Originally Posted by tuukka
Many of those games were quite different from each other. They aim to do very different things within the RPG genre.
But regardless, the learning curve / higher difficulty issue of Oblivion can be handled by putting the difficulty at the hardest. And after that, once you add a scaling-removal mod and a realism mod (Including eating, sleeping, disease, etc), Oblivion can have a steeper learning curve and higher difficulty than any of the games you mentioned.
That's what's fun about the ES series. You can tailor the game to fit your own taste.
The Oblivion I played was a relentless, unforgiving experience.
I haven't yet started my full play-through of Skyrim. I'm soon updating to a faster computer, and once I have it, I will update the graphics to be 200% better.
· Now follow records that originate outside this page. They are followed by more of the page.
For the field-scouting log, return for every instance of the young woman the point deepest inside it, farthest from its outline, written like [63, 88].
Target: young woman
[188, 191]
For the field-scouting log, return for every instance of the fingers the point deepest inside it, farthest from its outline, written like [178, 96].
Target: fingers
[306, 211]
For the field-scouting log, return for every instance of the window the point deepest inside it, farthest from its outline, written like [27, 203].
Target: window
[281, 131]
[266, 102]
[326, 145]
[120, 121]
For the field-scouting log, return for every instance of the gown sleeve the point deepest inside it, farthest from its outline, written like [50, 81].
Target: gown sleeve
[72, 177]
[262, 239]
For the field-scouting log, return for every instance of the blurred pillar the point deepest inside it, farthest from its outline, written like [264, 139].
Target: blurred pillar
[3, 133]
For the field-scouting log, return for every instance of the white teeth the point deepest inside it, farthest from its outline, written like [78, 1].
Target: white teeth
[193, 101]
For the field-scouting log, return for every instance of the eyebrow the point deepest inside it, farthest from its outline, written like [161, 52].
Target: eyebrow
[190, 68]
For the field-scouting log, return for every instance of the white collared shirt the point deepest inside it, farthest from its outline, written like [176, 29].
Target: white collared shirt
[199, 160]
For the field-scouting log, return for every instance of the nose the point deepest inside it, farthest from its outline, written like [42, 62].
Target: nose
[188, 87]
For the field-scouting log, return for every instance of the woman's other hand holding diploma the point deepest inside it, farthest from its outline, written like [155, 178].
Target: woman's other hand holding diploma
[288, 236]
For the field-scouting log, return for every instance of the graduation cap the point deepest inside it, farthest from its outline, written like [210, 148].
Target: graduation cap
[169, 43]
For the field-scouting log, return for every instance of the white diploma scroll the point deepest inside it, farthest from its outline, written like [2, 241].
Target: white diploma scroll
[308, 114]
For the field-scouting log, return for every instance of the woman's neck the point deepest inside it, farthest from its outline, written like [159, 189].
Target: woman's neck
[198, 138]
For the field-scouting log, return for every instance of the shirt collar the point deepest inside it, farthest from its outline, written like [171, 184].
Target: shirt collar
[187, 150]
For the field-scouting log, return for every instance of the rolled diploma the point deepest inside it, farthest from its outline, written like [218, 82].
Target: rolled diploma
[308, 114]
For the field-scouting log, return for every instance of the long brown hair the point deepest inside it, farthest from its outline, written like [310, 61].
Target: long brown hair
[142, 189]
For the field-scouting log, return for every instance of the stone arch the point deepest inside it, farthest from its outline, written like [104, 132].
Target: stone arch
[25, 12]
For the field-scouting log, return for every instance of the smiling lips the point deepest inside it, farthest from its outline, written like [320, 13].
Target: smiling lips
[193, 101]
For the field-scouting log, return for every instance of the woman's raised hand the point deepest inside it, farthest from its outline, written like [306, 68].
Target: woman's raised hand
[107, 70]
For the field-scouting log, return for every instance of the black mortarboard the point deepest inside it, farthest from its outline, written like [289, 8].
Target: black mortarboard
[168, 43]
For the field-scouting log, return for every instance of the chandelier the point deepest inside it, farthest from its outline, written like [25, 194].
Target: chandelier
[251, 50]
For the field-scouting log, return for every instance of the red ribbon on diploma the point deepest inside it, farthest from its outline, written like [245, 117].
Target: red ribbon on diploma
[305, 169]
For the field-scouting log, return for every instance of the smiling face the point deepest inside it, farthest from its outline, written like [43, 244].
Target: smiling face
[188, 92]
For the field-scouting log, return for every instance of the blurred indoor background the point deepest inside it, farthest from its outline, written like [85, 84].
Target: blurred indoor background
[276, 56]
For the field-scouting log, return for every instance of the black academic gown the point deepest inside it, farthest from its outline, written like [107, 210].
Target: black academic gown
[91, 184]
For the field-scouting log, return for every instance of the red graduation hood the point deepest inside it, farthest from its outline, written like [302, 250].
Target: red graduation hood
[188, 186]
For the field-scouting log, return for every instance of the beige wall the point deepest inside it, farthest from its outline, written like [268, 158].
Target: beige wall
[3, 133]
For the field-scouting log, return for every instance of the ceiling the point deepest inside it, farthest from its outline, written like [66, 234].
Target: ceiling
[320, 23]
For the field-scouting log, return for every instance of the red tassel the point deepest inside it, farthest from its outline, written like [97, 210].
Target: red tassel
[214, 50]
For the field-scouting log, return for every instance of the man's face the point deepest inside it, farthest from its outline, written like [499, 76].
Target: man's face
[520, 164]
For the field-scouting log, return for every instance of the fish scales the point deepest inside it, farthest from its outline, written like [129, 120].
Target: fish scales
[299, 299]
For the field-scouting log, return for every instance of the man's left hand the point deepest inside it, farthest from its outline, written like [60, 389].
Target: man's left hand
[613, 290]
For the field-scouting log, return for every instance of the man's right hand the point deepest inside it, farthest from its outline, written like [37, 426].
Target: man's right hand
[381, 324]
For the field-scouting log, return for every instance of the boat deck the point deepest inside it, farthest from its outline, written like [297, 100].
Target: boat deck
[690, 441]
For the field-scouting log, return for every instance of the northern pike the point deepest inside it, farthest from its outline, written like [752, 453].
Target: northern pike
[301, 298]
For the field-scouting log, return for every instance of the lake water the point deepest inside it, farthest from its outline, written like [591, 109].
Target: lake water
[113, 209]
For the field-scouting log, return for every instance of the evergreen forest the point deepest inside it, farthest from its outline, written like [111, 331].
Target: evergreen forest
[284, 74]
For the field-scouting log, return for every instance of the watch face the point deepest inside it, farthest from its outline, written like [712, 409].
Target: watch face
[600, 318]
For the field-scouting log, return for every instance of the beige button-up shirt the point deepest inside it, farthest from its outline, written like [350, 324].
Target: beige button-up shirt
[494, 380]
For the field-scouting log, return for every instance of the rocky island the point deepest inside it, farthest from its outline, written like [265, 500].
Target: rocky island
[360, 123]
Of course I also will add the Realistic Lighting Overhaul, and more varied weather.
I will add the Frostbite mod, so that the weather conditions will affect my gameplay. I will have the Realistic Needs And Diseases, which requires me to eat, drink, sleep, and take care of my health. I will make the civil war more ravaging and active with Civil Unrest.
I will get Healthfire, to build my own home, and to have my own children. I will add Adura's Merchant mod to start my own trading business. And I will get Tundra Defense, so I can start my own town, get my own tax-paying citizens, my own army, etc.
Not to mention Dawnguard and numerous other mods, that will give me 50-100 new quests to do. And then there are going to be countless of new monsters and loot.
I like being 100% immersed in a world, struggling to survive, yet being able to do anything I want. The Skyrim I'm going to play is going to be bigger, more complex, and more demanding than any of the games you mentioned.